LAS VEGAS (KLAS) – Duane “Keffe D” Davis, a self-described gang member accused in the murder of rapper Tupac Shakur, entered a not-guilty plea during his arraignment in a Las Vegas courtroom Thursday after previous delays and possibly parting ways with a private attorney.
Davis, 60, was represented by special public defenders Robert Arroyo and Charles Cano. Two weeks ago Davis appeared in court with defense attorney Ross Goodman, but Goodman told Nexstar’s KLAS on Wednesday that he and Davis were not able to reach terms of an agreement.
Davis told the court he does plan on having Goodman represent him.
Davis was arrested at his Henderson home in September after being indicted by a grand jury for murder with the use of a deadly weapon.
Shakur, 25, was shot in Las Vegas on Sept. 7, 1996. He died a week later.

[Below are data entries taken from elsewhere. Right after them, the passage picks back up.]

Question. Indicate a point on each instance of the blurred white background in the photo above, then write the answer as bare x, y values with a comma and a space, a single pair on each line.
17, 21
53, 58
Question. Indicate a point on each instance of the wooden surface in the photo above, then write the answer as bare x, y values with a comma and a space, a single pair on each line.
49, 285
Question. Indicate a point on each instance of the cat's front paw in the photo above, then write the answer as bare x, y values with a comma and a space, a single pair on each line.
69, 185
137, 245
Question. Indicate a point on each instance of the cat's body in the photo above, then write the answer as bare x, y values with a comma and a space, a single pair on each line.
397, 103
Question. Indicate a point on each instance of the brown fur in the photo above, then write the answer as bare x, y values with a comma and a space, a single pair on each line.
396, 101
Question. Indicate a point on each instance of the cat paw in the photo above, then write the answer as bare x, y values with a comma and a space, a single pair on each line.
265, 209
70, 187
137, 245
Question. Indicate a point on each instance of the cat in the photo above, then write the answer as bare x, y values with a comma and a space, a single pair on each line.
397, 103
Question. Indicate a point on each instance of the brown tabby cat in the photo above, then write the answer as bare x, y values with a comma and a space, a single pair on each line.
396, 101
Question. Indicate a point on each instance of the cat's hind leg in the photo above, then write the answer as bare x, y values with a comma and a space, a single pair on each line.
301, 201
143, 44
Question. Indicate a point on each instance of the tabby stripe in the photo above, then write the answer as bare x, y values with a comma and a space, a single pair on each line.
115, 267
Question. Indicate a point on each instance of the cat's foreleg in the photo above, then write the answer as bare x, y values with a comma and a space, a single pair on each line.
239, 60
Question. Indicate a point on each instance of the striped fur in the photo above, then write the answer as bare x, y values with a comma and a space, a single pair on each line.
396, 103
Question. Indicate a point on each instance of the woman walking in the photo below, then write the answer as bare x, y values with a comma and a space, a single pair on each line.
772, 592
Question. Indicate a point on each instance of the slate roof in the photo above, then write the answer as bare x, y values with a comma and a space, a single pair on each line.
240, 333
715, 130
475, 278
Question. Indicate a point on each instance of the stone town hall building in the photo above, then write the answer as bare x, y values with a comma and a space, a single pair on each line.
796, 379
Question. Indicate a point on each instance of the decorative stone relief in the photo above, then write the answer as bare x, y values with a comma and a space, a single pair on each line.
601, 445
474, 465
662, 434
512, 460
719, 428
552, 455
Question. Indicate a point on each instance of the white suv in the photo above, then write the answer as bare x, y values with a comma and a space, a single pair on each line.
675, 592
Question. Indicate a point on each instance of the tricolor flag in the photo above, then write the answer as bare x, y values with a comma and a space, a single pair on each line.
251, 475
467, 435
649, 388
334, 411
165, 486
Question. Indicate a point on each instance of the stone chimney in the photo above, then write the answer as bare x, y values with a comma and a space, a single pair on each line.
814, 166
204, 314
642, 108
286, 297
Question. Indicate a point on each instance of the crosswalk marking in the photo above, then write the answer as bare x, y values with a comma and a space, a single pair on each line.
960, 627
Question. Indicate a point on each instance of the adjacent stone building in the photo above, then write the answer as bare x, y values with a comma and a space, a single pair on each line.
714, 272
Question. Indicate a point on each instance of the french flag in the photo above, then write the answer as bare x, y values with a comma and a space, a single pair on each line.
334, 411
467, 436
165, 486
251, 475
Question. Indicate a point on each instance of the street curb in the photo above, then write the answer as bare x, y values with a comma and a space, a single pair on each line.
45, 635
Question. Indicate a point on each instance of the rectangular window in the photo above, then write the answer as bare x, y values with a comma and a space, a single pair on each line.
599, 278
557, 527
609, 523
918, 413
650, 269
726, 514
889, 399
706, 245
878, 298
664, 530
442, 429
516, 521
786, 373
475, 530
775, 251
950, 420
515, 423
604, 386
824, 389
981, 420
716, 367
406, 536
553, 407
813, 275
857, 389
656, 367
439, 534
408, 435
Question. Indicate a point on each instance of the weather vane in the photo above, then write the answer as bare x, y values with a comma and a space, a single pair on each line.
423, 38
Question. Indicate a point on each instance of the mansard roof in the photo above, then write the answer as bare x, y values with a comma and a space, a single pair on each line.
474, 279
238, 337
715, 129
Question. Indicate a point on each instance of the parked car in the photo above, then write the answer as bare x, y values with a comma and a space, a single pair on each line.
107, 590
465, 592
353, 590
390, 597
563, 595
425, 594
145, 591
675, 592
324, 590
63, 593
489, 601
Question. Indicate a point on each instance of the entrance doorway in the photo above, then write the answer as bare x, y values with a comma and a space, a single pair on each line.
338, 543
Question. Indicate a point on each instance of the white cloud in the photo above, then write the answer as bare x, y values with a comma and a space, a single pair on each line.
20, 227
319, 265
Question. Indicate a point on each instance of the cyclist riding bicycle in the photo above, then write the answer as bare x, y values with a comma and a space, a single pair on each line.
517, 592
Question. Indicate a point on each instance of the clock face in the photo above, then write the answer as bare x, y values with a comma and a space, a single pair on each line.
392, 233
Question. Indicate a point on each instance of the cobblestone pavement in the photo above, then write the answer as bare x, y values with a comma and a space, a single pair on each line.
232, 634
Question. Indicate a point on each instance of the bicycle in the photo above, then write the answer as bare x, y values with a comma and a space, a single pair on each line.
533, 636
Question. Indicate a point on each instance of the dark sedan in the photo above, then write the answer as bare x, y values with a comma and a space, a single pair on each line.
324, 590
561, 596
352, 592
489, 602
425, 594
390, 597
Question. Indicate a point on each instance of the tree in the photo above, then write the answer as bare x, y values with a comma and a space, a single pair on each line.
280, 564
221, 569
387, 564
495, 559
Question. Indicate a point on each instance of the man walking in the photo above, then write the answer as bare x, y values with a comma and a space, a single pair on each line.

Duane Keith “Keffe D” Davis is the only person still alive who was in the vehicle from which shots were fired and the only person ever charged with a crime in the case. Prosecutors accuse Davis of being the mastermind behind the drive-by killing. They allege he obtained and provided a gun to someone in the back seat of a Cadillac before the car-to-car gunfire that mortally wounded Shakur and wounded rap music mogul Marion “Suge” Knight.
Davis, 60, is originally from Compton, California. He was arrested Sept. 29 outside a home in suburban Henderson where Las Vegas police served a search warrant July 17, drawing renewed attention to one of hip-hop music’s most enduring mysteries. Davis remains jailed without bail, did not testify before the grand jury that indicted him, and declined from jail to speak with The Associated Press.
Prosecutors on Thursday said they do not plan to take Davis’ case before a review board to decide if the state will seek the death penalty, meaning he could face prison for the rest of his life if convicted.
Clark County District Attorney Steve Wolfson did not specify why the death penalty was not being sought in this case.
Davis’ case is scheduled for a status check in court on Nov. 7.
The Associated Press contributed to this report.